Practical and Theoretical Implications
- Agentic AI Deployment: Pure LLM agents are currently unsuitable for tasks requiring robust stateful planning without external tool support. Confidence calibration and explicit state-maintenance mechanisms remain unsolved challenges.
- Prompt Engineering Limits: Advanced prompting is not universally beneficial and can induce confusion in certain architectures. Optimal prompting remains deeply dependent on model specifics and underlying representation capability.
- Search-Augmenting Modules: Future progress may require architectural or functional integration of explicit search and state-encoding modules, potentially merging symbolic and neural reasoning for agentic reliability.
- Self-Verification: Reliance on LLMs for high-confidence chain generation without error detection leads to undetectable mistakes propagating downstream.
Prospects for Future AI Systems
These findings indicate a need for research into explicit state-encoding, online self-verification (cf. (Stechly et al., 2024)), and planning modules that can endow LLMs with authentic heuristic search capabilities. Integration of symbolic reasoning or hybrid neuro-symbolic architectures may be required for reliable autonomous agents.
Conclusion
This study reveals that contemporary LLMs—both large and small—exhibit substantive deficiencies in innate planning and state tracking when deprived of external tools.

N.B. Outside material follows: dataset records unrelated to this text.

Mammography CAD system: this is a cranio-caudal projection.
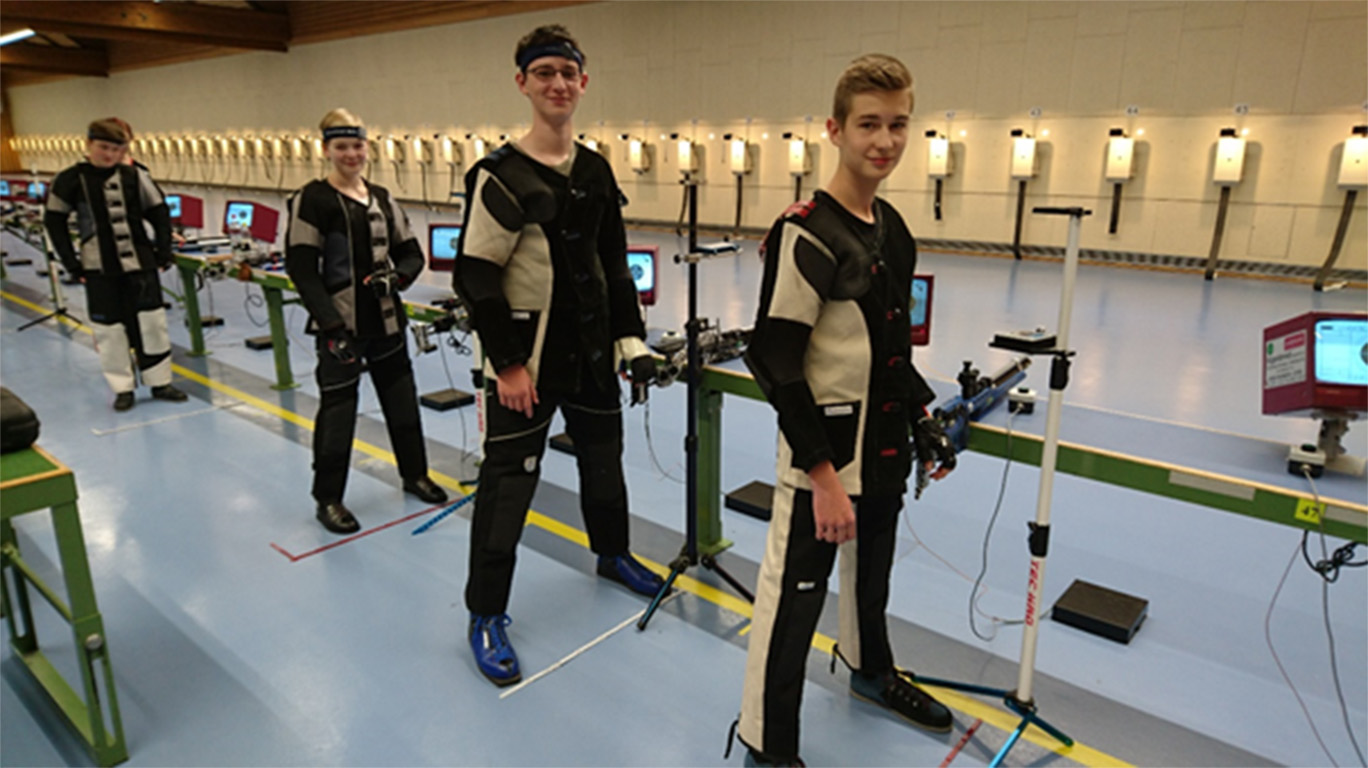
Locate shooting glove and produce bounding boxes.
[321,326,357,366]
[912,416,958,470]
[614,335,655,405]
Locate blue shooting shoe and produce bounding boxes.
[598,552,665,597]
[471,613,523,687]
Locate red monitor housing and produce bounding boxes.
[167,194,204,230]
[223,200,280,242]
[1263,312,1368,416]
[428,225,461,272]
[907,275,936,346]
[627,245,661,307]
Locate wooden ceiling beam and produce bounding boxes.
[288,0,595,45]
[4,0,290,51]
[0,42,109,77]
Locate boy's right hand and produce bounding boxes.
[497,364,542,419]
[807,461,855,543]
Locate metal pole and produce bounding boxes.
[1205,185,1230,279]
[684,179,703,565]
[1016,208,1083,704]
[1012,179,1026,260]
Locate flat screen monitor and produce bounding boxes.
[1312,318,1368,386]
[428,225,461,272]
[167,194,204,230]
[907,275,936,346]
[221,200,280,242]
[627,245,661,307]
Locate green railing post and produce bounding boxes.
[261,285,300,389]
[175,256,208,357]
[698,386,732,554]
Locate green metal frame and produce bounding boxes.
[175,253,446,390]
[698,367,1368,552]
[0,446,129,765]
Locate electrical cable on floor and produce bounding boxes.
[242,282,271,329]
[1301,464,1368,767]
[438,330,479,482]
[643,398,684,485]
[895,415,1025,641]
[1264,533,1339,768]
[969,411,1025,642]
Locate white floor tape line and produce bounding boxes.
[499,590,684,698]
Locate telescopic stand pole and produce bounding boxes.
[636,178,755,630]
[18,233,85,331]
[914,207,1092,767]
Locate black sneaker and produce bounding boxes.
[404,475,446,504]
[851,669,955,734]
[152,385,190,402]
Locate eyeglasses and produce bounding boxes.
[527,67,580,82]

Improvements via prompt and feedback engineering are costly and fail to achieve reliability, while outsourcing action validity exposes fundamental planning limitations. High-confidence error propagation remains a serious risk for agentic deployments. Closing these gaps will require architectural innovation targeting state maintenance and search.
Limitations
Results are constrained to the 8-puzzle domain and a set of 50 puzzles, with randomization minimizing but not guaranteeing against training contamination. Broader generalization to other sequential domains warrants further inquiry.